Energy prices boost French inflation


France's inflation rate rose for the first time in three months in December as energy prices gained and consumer spending advanced.

However, speaking on French radio this morning, economy minister Christine Lagarde said she was not too worried by rising inflation.

Consumer prices based on European Union methodology increased 2 per cent from a year earlier, compared with a 1.8 per cent rise in November, Paris-based national statistics office Insee said today.

Economists had predicted a 2 per cent gain, according to the median of 11 forecasts in a Bloomberg survey.

Prices advanced 0.5 per cent from the previous month.

French business confidence increased in December as falling unemployment and growing investment helped lift domestic demand. Consumer spending advanced in November to the highest in more than seven years and industrial output rose at the fastest pace since January, a sign growth in the euro area's second-biggest economy may have accelerated in the final quarter of 2010.

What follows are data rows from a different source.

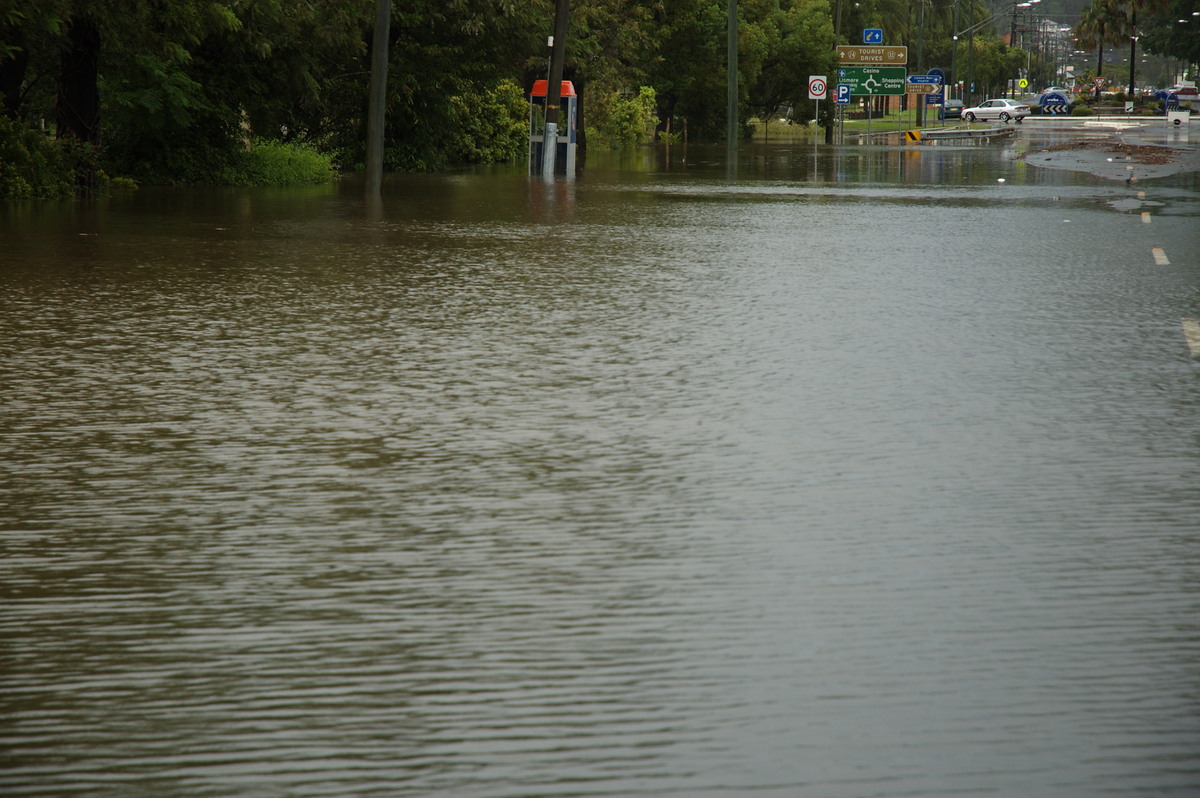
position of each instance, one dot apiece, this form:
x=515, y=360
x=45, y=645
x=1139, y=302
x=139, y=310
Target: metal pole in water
x=732, y=77
x=555, y=89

European inflation accelerated 2.2 per cent in December, more than economists estimated, on surging energy prices. That pace exceeded the European Central Bank's limit of just below 2 per cent for the first time in more than two years.

The price of crude oil jumped 8.6 per cent in the last month of 2010, bringing the annual rise to more than 15 per cent.

French consumer prices based on national methodology increased 1.8 per cent in December from a year earlier and 0.5 per cent from the previous month, Insee said today.